Comment vous expliquer que, sans cette maudite chantilly, ce roman n’aurait pas existé. Et d’un autre côté si je vous dis pourquoi, vous n’aurez plus de raison de lire ce roman.

Choisir un titre est important. C’est un peu comme La vraie vie. On s’interroge. Encore un feel good avec en plus une couverture tape-à-l’œil (de hyène) ? Non. Ce roman est tout autre.

Nous avons là une famille bien calibrée : un couple avec deux enfants vivant dans un lotissement, quoi de plus banal. Lorsqu’on y regarde de plus près, on découvre un père nerveux et violent (mais qui pleure en écoutant Claude François) à « la carrure d’équarrisseur », passionné de chasse, de TV et de whisky. La mère soumise s’adapte comme elle peut aux humeurs de son mari. Elle ne semble pas servir à autre chose qu’à faire la cuisine et apporte plus d’amour à ses chèvres qu’à ses enfants. Gilles et sa sœur passent la plupart de leur temps dans une décharge et vont voir leur destin bouleversé à cause d’une envie de chantilly (on y revient).
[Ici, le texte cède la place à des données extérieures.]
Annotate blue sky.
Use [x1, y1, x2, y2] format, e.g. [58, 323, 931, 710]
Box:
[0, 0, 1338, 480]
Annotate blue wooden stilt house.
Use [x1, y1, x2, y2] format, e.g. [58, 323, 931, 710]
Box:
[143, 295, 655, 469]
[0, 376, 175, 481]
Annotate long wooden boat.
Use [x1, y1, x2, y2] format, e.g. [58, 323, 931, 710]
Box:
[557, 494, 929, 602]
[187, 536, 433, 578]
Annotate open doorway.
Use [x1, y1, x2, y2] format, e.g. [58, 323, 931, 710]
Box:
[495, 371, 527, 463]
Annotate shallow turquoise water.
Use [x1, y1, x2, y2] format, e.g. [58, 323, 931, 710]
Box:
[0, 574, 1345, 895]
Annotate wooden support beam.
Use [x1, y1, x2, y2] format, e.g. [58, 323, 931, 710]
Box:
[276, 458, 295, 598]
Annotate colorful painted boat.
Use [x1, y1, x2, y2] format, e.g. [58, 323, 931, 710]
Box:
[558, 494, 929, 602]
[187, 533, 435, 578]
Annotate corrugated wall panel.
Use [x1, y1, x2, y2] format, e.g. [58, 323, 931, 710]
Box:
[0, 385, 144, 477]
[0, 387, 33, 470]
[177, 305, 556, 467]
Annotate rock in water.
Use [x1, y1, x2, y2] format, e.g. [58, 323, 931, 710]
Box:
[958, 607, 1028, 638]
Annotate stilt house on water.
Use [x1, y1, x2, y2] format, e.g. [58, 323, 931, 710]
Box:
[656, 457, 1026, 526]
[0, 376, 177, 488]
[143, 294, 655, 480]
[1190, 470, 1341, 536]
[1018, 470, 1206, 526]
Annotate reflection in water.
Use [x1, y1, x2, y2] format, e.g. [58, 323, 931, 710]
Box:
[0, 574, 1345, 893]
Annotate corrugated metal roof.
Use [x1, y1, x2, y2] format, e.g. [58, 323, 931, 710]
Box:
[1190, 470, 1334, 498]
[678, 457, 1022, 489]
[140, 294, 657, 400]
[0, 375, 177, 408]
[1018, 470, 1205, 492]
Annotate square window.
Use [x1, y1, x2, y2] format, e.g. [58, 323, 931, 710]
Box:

Le plus étrange dans cette famille, c’est la place qu’occupe « la chambre des cadavres » dans leur maison. On y trouve des animaux empaillés qui semblent continuer à exister. Gilles va d’ailleurs changer et sa transformation effraie tellement sa sœur qu’elle décide d’inventer une machine à remonter le temps.

« Ce qui vivait à l’intérieur de la hyène avait migré dans la tête de mon petit frère. Une colonie de créatures sauvages s’y était installée, se nourrissant des lambeaux de sa cervelle. Cette armée grouillante pullulait, brûlait les forêts primaires et les transformait en paysages noirs et marécageux. »
Par moment, j’ai pensé au Magasin des suicides de Jean Teulé en lisant La vraie vie. A la fois drôle et grinçant, ce livre nous fait découvrir des personnages attachants comme ce professeur Pavlovic et son épouse au masque blanc. Nous avançons page à page cachés dans la tête de l’héroïne courageuse, prête à tout pour sauver son frère. Et rien que d’y penser, j’en frissonne encore.